Jacob (II)
Tras todas las vicisitudes contadas en la anterior singladura, Jacob recibió la palabra de Dios que le decía:
“Vuelve a la tierra de tus padres con tu familia; yo estaré contigo”.
Lo primero que tiene que hacer Jacob es convencer a sus dos mujeres, Raquel y Lía, de que acepten dejar la casa paterna, con las comodidades que allí tenían, para volver con él a la tierra de Canaán, en la que le espera un porvenir incierto porque Esaú había prometido matarle si volvía. Es cierto que Esaú, cuando prometió eso, había dicho que no lo haría mientras Isaac viviese. E Isaac seguía con vida. Realmente, era un prodigio de la naturaleza, porque ya era viejo veinte años antes, cuando Jacob tuvo que salir huyendo. Pero, ¿quién podría fiarse mucho de Esaú? Probablemente su madre, Rebeca, ya hubiese muerto, aunque el Génesis no nos dice nada. Sólo más adelante, cuando Jacob está a punto de morir en Egipto, tras bendecir a sus hijos, les pide que le prometan que no le enterrarán en Egipto, sino que en la cueva de Macpelá, junto a sus abuelos, Abraham y Sara, sus padres Isaac y Rebeca y su mujer, Lía, no Rebeca que, como veremos, fue enterrada en Belén. Sea como fuere, cuando Jacob plantea a sus mujeres dejar a su padre y a su tierra, se encuentra con la sorpresa de que éstas le dicen:
“¿Tenemos acaso nosotras parte o herencia en la casa de nuestro padre? ¿No nos ha tratado como extrañas, vendiéndonos y comiéndose lo que había recibido por nosotras? Por tanto, toda la riqueza que Dios ha quitado a nuestro padre es nuestra y de nuestros hijos; así que haz todo lo que Dios te ha dicho”.
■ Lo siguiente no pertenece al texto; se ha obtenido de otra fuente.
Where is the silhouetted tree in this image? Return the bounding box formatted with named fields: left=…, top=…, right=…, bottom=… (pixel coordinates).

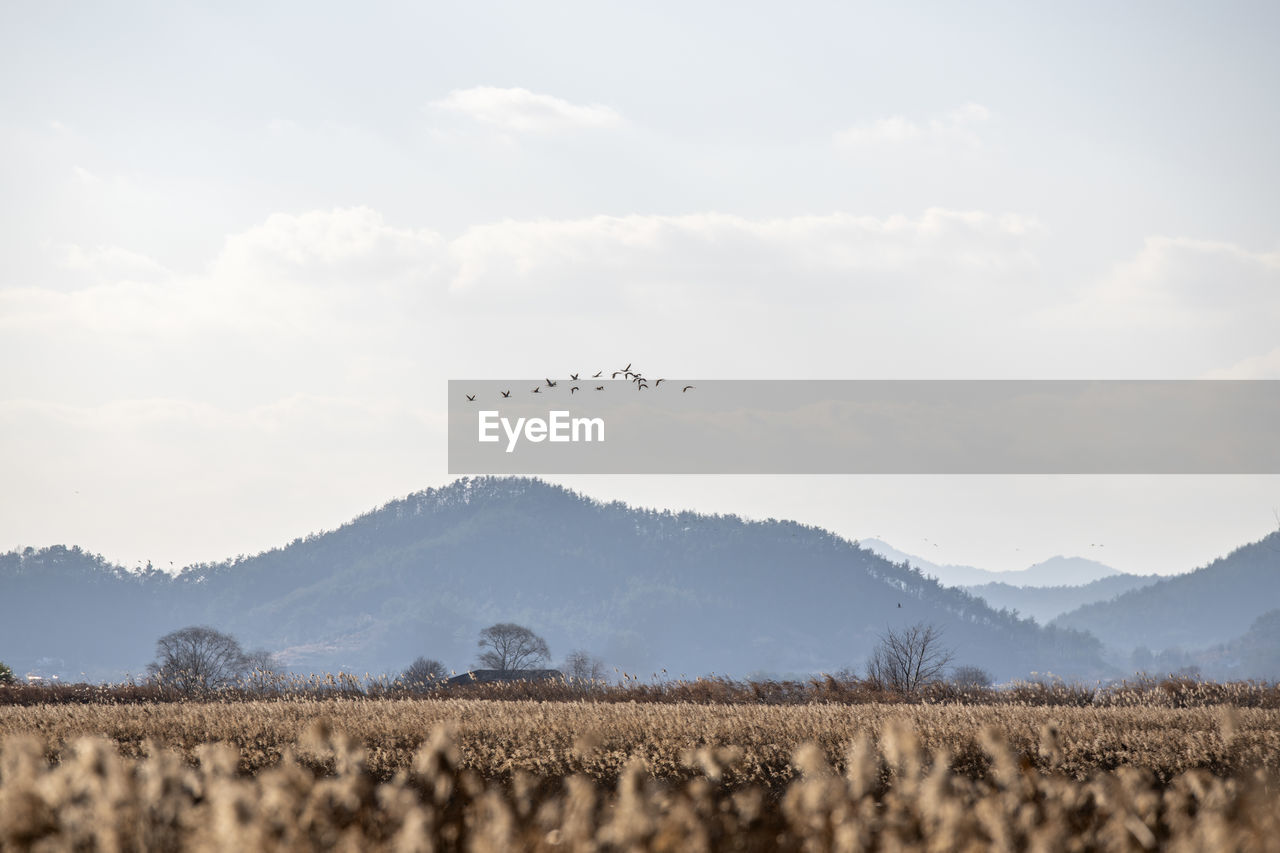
left=476, top=622, right=552, bottom=670
left=147, top=625, right=252, bottom=693
left=867, top=622, right=954, bottom=693
left=401, top=657, right=448, bottom=690
left=561, top=649, right=604, bottom=681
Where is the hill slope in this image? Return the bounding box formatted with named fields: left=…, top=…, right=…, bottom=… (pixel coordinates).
left=859, top=539, right=1121, bottom=587
left=1052, top=532, right=1280, bottom=652
left=964, top=573, right=1160, bottom=625
left=0, top=478, right=1103, bottom=678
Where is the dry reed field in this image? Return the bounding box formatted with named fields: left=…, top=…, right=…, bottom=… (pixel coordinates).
left=0, top=694, right=1280, bottom=850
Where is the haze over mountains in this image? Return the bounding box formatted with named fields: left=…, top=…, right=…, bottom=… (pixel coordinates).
left=858, top=539, right=1137, bottom=587
left=0, top=478, right=1280, bottom=680
left=963, top=571, right=1160, bottom=625
left=0, top=478, right=1108, bottom=679
left=1053, top=532, right=1280, bottom=652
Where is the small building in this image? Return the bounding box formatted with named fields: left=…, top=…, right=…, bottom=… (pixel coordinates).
left=448, top=670, right=564, bottom=685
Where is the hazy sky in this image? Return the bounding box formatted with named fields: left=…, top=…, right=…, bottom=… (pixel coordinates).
left=0, top=3, right=1280, bottom=571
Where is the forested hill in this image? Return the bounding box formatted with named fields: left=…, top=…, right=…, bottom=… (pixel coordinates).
left=0, top=478, right=1103, bottom=678
left=1053, top=530, right=1280, bottom=652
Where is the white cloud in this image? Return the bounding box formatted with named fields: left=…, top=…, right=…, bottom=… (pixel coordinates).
left=431, top=86, right=622, bottom=133
left=1059, top=237, right=1280, bottom=333
left=449, top=209, right=1041, bottom=311
left=1204, top=347, right=1280, bottom=379
left=215, top=207, right=443, bottom=286
left=52, top=243, right=172, bottom=280
left=835, top=104, right=991, bottom=147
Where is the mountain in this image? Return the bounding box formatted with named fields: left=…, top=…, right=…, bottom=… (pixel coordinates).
left=964, top=573, right=1160, bottom=625
left=0, top=478, right=1106, bottom=678
left=858, top=539, right=1121, bottom=587
left=1052, top=530, right=1280, bottom=652
left=1193, top=610, right=1280, bottom=681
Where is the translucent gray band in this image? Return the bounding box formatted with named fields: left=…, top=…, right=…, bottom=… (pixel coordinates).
left=449, top=379, right=1280, bottom=474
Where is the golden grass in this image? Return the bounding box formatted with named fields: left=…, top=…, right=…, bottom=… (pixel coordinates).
left=0, top=701, right=1280, bottom=850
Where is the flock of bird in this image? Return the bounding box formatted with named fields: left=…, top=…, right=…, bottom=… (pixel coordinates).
left=466, top=364, right=695, bottom=402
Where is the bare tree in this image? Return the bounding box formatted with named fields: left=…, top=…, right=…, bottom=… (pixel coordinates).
left=867, top=622, right=954, bottom=693
left=147, top=625, right=252, bottom=693
left=476, top=622, right=552, bottom=671
left=401, top=657, right=448, bottom=690
left=563, top=649, right=604, bottom=681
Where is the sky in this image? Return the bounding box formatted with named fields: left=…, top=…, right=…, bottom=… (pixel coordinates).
left=0, top=3, right=1280, bottom=573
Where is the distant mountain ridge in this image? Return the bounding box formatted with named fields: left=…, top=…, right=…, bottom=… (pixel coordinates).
left=1052, top=530, right=1280, bottom=653
left=859, top=539, right=1121, bottom=587
left=0, top=478, right=1110, bottom=678
left=964, top=573, right=1160, bottom=625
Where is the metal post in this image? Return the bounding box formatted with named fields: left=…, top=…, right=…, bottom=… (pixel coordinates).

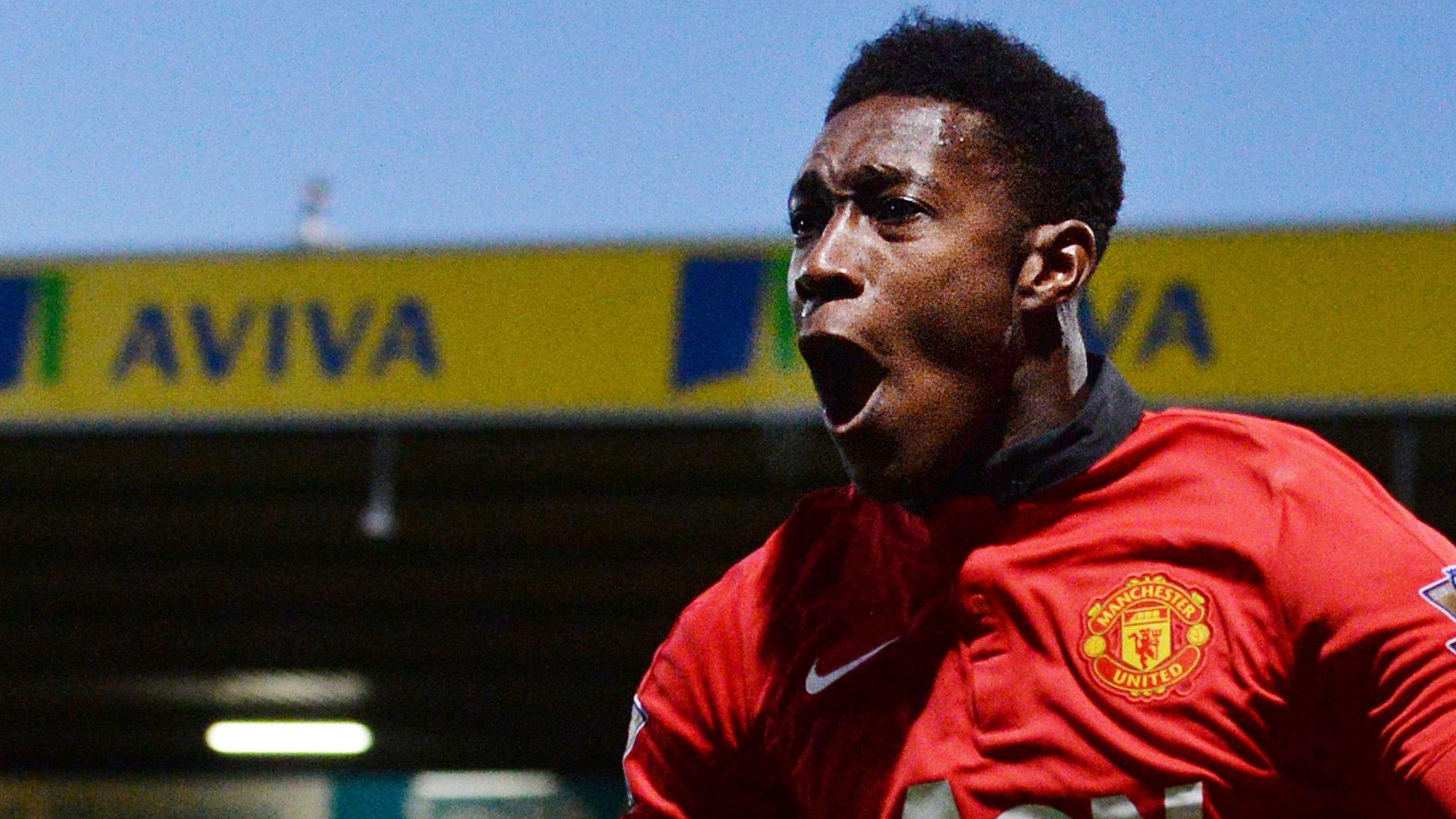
left=1391, top=415, right=1421, bottom=505
left=360, top=429, right=399, bottom=540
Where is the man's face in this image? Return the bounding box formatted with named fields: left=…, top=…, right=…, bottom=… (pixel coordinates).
left=788, top=96, right=1022, bottom=500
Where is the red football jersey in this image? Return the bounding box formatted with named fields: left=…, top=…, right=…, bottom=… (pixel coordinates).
left=623, top=368, right=1456, bottom=819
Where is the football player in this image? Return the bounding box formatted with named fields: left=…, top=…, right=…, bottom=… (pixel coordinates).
left=625, top=16, right=1456, bottom=819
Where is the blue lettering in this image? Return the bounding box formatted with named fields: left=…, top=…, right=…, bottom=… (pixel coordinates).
left=1078, top=284, right=1142, bottom=355
left=1137, top=282, right=1213, bottom=364
left=304, top=301, right=374, bottom=379
left=370, top=297, right=439, bottom=376
left=264, top=304, right=293, bottom=380
left=111, top=304, right=179, bottom=382
left=188, top=304, right=255, bottom=380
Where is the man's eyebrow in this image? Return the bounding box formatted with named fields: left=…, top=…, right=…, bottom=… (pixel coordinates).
left=845, top=164, right=935, bottom=193
left=791, top=164, right=936, bottom=196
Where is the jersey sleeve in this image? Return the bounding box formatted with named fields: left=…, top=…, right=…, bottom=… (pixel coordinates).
left=1268, top=431, right=1456, bottom=816
left=621, top=547, right=783, bottom=819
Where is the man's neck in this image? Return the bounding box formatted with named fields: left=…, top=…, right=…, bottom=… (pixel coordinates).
left=999, top=340, right=1088, bottom=450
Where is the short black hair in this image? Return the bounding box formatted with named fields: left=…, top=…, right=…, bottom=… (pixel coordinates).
left=824, top=11, right=1123, bottom=257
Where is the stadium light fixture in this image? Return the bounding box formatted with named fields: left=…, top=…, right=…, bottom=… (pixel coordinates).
left=207, top=720, right=374, bottom=756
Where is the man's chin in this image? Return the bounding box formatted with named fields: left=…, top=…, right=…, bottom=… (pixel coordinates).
left=840, top=451, right=931, bottom=503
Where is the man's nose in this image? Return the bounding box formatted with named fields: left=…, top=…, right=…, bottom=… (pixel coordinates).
left=793, top=213, right=865, bottom=316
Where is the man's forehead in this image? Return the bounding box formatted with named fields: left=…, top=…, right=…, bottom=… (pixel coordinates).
left=803, top=96, right=993, bottom=179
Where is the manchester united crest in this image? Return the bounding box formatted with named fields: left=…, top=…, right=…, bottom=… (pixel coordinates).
left=1082, top=574, right=1213, bottom=700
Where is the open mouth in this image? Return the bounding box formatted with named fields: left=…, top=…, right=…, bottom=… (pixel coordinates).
left=799, top=335, right=889, bottom=427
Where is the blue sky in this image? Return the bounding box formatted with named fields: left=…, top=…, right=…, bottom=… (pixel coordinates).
left=0, top=0, right=1456, bottom=257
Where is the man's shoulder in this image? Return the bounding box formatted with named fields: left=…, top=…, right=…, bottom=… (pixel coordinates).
left=1139, top=408, right=1424, bottom=536
left=1139, top=407, right=1379, bottom=488
left=683, top=487, right=878, bottom=623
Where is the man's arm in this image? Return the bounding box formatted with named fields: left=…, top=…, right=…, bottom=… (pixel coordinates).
left=1268, top=431, right=1456, bottom=816
left=621, top=555, right=783, bottom=819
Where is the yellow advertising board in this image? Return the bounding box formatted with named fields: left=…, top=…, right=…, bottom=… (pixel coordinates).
left=0, top=228, right=1456, bottom=427
left=1083, top=226, right=1456, bottom=408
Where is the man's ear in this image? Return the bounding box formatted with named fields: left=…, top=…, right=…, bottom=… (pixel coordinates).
left=1017, top=218, right=1096, bottom=314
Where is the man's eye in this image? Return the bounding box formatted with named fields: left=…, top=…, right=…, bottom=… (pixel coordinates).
left=869, top=197, right=924, bottom=225
left=789, top=207, right=824, bottom=239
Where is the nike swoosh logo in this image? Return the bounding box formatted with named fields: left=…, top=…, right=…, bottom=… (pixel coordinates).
left=803, top=637, right=900, bottom=695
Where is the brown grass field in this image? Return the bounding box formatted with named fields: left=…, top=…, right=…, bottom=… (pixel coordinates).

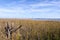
left=0, top=19, right=60, bottom=40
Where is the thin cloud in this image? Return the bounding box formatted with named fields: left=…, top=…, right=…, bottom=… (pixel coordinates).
left=0, top=0, right=60, bottom=18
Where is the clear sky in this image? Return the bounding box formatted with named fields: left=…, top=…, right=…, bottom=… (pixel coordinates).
left=0, top=0, right=60, bottom=18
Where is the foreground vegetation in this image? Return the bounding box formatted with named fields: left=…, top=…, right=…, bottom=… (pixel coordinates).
left=0, top=19, right=60, bottom=40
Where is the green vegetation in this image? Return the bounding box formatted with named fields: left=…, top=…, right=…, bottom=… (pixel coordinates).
left=0, top=19, right=60, bottom=40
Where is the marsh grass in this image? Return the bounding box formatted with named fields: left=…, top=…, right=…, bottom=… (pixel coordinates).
left=0, top=19, right=60, bottom=40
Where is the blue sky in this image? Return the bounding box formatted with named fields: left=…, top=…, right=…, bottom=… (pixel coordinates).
left=0, top=0, right=60, bottom=18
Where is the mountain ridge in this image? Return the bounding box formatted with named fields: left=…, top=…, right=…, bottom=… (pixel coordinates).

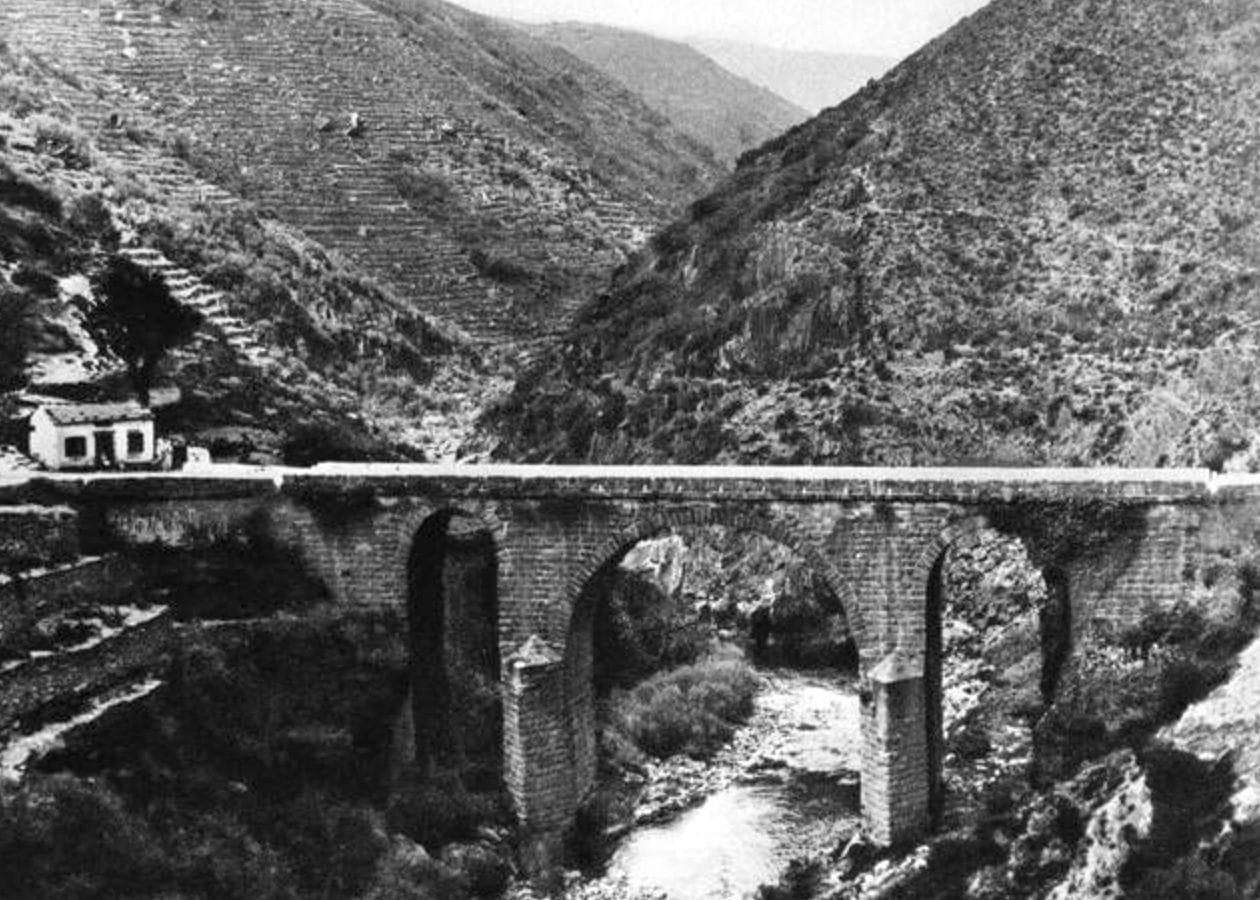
left=522, top=21, right=809, bottom=164
left=488, top=0, right=1260, bottom=466
left=683, top=35, right=897, bottom=113
left=0, top=0, right=718, bottom=340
Pero Jacob sabía que Labán no le iba a dejar marcharse por las buenas, así que aprovechó que éste se había ido al esquileo de sus rebaños para irse con sus dos mujeres, sus once hijos y todos sus rebaños y bienes. Efectivamente, cuando Labán se enteró, salió en su persecución y, como Jacob tenía que viajar lentamente con todos los impedimentos qué tenía, no tardó en alcanzarle. “Tengo el poder suficiente para haceros daño; pero el Dios de tu padre me habló la noche pasada diciéndome: ‘¡Cuidado con intentar nada contra Jacob!’ ” –le dijo. Así, pues, tras molestarle todo lo que pudo, le dejó seguir su camino. Pero antes, Jacob le recriminó indignado:
“¿Qué delito he cometido para que me persigas así? […] He estado veinte años contigo; nunca tus ovejas y tus cabras abortaron, ni yo comí jamás un carnero de tus rebaños; nunca te traje los animales desgarrados por las fieras. Los daños los pagaba yo; lo robado, tanto de noche como de día, tú me lo reclamabas. De día me consumía el calor y de noche el frío, sin poder dormir. Así he servido veinte años en tu casa: catorce te serví por tus hijas y seis por tu ganado; sin embargo, tú me cambiaste el sueldo diez veces. Si el Dios de mi padre, el Dios de Abraham, el Terror de Isaac, no hubiera estado conmigo, tú me habrías despedido con las manos vacías. Dios vio mi aflicción y la fatiga de mis manos, y ayer noche me ha hecho justicia”.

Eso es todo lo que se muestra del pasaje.